AIDS prevention is a serious matter. But I dunno. Somehow the leash and collar give it a certain je ne sais quoi.

"New Life" for La Samaritaine

Landmark Paris department store La Samaritaine, which closed abruptly in 2005, will rise from the ashes. But,alas, not as a department store.

The famous Art Deco building overlooking the Seine will be reborn as a 100-room luxury hotel. In a compromise with the City of Paris department of urban planning and the owners, Moet-Hennessy Louis Vuitton, the building will also house a conference center, commercial space including offices and daycare, and some residences.

No specifics were available about the future of Le Toupary, the restaurant on the top floor with unrivalled views of the Seine. (The name, of course is a variant on le tout Paris, a wink at the real or anticipated clientele of the hot-spot.)

photo via Wikipedia

Tuesday, July 14, 2009

Bastille Day 2009

Happy Bastille Day!

It's still a source of happy amazement to me how much the US celebrates Bastille Day. And though le quatorze juillet is over in France, the Bastille Day celebrations continue all week here. I'm attending my local Alliance Française event on Saturday July 18 at a nearby vineyard.

But today our Cercle Français had our own fete, a pot-luck luncheon. Er, a little admission: I get cuisine anxiety when cooking for French people, even if they're dear friends. Today was no exception. But after a morning fraught with missteps and not-so-silent oaths to kitchen gods and Julia Child, I managed to pull together a respectable Salade Niçoise.
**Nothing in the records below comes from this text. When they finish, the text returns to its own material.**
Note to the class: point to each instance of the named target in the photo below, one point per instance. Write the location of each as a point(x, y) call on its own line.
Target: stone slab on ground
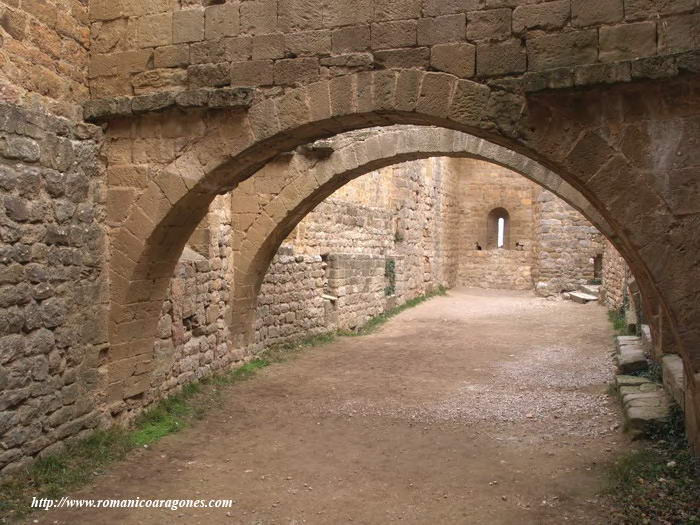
point(644, 402)
point(625, 380)
point(582, 298)
point(591, 289)
point(674, 378)
point(630, 355)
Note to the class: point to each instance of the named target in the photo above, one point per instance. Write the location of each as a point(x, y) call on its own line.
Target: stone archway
point(602, 142)
point(257, 245)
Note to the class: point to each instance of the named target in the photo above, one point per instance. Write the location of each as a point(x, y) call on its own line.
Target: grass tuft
point(658, 483)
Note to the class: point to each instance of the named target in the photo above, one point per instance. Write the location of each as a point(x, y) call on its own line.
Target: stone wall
point(615, 275)
point(566, 246)
point(44, 54)
point(359, 283)
point(193, 337)
point(496, 269)
point(53, 294)
point(290, 303)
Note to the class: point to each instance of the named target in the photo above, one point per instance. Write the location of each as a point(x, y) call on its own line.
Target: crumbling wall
point(615, 275)
point(193, 338)
point(496, 269)
point(290, 302)
point(53, 294)
point(44, 54)
point(566, 246)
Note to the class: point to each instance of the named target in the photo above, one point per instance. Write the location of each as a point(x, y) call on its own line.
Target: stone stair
point(585, 294)
point(629, 354)
point(644, 403)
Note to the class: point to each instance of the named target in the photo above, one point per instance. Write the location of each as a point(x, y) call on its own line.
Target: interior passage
point(480, 406)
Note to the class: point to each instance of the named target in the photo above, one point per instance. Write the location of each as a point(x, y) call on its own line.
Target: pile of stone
point(630, 355)
point(644, 402)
So who cares if the vinaigrette landed in the bottom of the plastic grocery bag? I poured it on anyway. Here's the final result.

Saturday, July 11, 2009

43. I can deal with that.


Break out the (cheap) champagne -- méthode champenoise. I just found out that Polly-Vous Francais? ranks #43 in all France-related blogs worldwide. I'm in some pretty esteemed company. See the list here, and discover some great blogs that you might not already know.

Yeah, yeah, I'm promoting the competition, but when we're writing about France, it's all friendly competition, right?

Bonne lecture!

Merci to Art Goldhammer at French Politics for the tip.

Thursday, July 02, 2009

"Vive" (not "Viva") la France!

Le quatorze juillet is approaching. Many towns in America really go all-out for Bastille Day, which is heartwarming. Lately I've seen many ads touting some all-French event, with a heartfelt "Viva la France!" tacked at the end.
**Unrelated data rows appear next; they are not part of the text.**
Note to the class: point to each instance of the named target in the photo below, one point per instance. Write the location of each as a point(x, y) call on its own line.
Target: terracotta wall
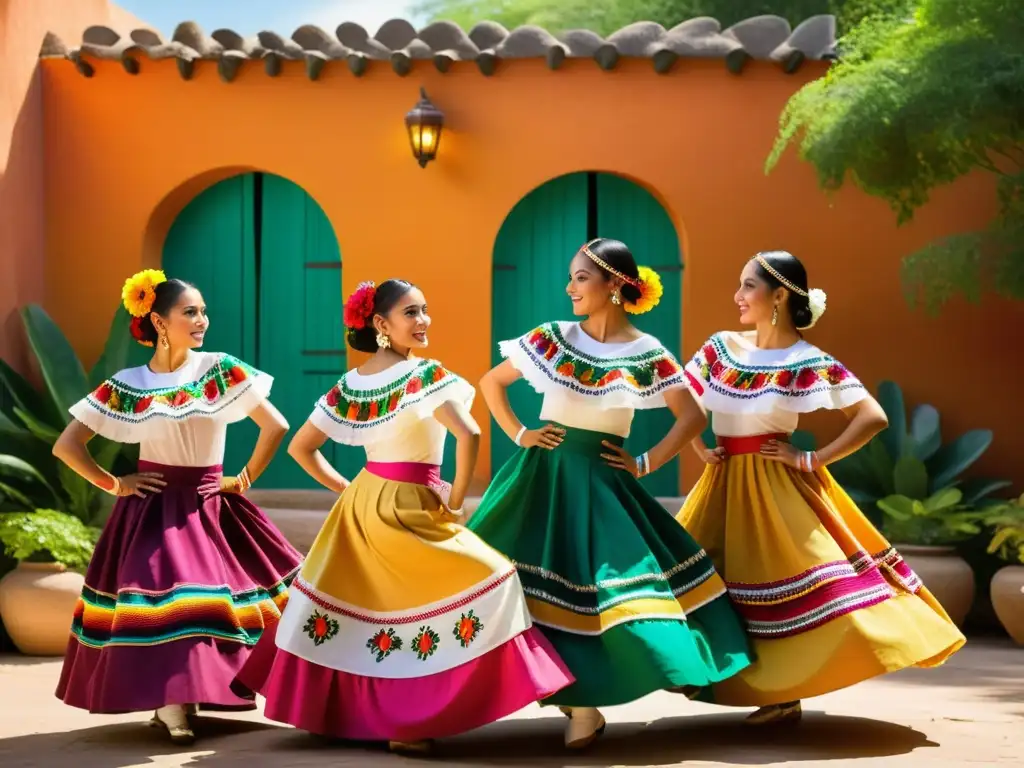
point(125, 154)
point(23, 26)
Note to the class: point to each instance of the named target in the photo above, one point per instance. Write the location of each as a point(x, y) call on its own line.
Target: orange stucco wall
point(125, 154)
point(23, 26)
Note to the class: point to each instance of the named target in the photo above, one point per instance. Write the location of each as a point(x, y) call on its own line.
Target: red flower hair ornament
point(359, 306)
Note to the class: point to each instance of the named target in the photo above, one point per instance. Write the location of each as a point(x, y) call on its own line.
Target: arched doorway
point(530, 270)
point(267, 261)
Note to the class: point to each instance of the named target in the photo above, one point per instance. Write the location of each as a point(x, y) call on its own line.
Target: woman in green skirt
point(628, 598)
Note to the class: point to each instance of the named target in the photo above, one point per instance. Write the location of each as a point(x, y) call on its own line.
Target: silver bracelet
point(643, 465)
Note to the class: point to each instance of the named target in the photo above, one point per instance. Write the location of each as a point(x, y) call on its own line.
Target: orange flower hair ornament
point(137, 295)
point(650, 292)
point(140, 290)
point(649, 283)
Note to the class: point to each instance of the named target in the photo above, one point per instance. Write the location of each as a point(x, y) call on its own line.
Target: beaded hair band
point(775, 273)
point(607, 267)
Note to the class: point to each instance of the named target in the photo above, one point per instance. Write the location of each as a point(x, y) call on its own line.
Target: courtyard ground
point(970, 712)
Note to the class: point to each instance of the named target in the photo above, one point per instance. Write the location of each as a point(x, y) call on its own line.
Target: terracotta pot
point(37, 602)
point(946, 576)
point(1008, 599)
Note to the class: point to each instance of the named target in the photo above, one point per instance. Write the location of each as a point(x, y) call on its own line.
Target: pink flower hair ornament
point(359, 306)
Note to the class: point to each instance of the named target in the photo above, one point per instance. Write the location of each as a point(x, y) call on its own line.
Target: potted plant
point(1007, 521)
point(37, 598)
point(32, 418)
point(926, 531)
point(909, 458)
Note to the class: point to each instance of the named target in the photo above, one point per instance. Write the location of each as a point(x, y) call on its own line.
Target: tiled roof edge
point(398, 43)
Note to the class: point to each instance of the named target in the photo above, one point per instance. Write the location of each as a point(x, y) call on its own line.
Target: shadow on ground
point(997, 674)
point(238, 743)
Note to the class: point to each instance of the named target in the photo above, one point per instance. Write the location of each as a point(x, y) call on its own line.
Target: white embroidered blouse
point(751, 391)
point(179, 418)
point(390, 414)
point(588, 384)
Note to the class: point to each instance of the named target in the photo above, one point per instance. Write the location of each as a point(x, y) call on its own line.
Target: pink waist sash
point(421, 474)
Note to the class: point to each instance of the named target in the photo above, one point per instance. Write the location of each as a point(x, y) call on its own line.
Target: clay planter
point(37, 602)
point(946, 576)
point(1008, 599)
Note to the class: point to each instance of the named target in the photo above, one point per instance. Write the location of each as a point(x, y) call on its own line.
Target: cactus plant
point(909, 459)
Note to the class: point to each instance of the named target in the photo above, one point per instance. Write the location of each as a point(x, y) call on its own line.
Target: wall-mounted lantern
point(424, 123)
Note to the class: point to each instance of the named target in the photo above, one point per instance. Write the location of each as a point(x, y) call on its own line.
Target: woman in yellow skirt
point(826, 599)
point(403, 626)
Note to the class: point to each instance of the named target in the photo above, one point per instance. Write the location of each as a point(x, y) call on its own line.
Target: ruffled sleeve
point(724, 381)
point(227, 391)
point(551, 364)
point(357, 417)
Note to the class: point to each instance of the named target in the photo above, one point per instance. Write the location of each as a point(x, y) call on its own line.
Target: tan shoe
point(423, 747)
point(173, 718)
point(586, 724)
point(788, 713)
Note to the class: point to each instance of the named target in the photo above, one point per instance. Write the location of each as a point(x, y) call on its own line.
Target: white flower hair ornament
point(816, 300)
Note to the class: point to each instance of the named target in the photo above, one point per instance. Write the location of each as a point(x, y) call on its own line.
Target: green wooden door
point(300, 336)
point(212, 245)
point(265, 257)
point(630, 213)
point(530, 271)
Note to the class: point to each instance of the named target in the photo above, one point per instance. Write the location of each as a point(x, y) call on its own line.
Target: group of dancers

Folks, please humor me; I applaud your francophilia! But please -- s'il vous plait -- if you're celebrating France, the proper phrase is "Vive la France," not "Viva la France." Viva is a brand of paper towels. (Maybe it's also Italian or Spanish. Not my bailiwick.)

Don't worry. I understand the confusion. It's pronounced veev-uh, almost. But it's the subjunctive ("Long live France!"); and, apparently no one understands the subjunctive in any language any more except a handful of us die-hards. Happily, I am not going to bore you with a lengthy French verb conjugaison lesson right now. So unless you're a grammar junkie you'll just have to believe me.

It's Vive la France!


Wednesday, July 01, 2009

"Tell her not to talk to any French boys"

Summertime. I'm lounging poolside, reading a book. A quartet of ladies is bobbing in the shallow end, chatting. One remarks, "My 16-year-old niece is going to Paris tomorrow -- she's flying by herself." Evidently the girl in question was going to stay with some friends of the family.

"Oh My God," booms one bouncing voice. "Tell her not to talk to any French boys! Have you seen that movie, Taken?" She continues, explaining the plot in terrifying detail, about a 17-year-old who goes to Paris one summer and ends up getting kidnapped into white slavery. (Plot synopsis here.)

I don't budge, but I do twitch for a moment. I am torn. I really want to go cannonball them and say, "Come on, ladies, that's just a contrived thriller plot, total fiction," and enlighten them (har!) with my monologue about how it's so safe in France, how I just lived in Paris for three years, yadda yadda yadda.

But instead I laze there like a lizard in the sun, wondering how much damage that movie has done.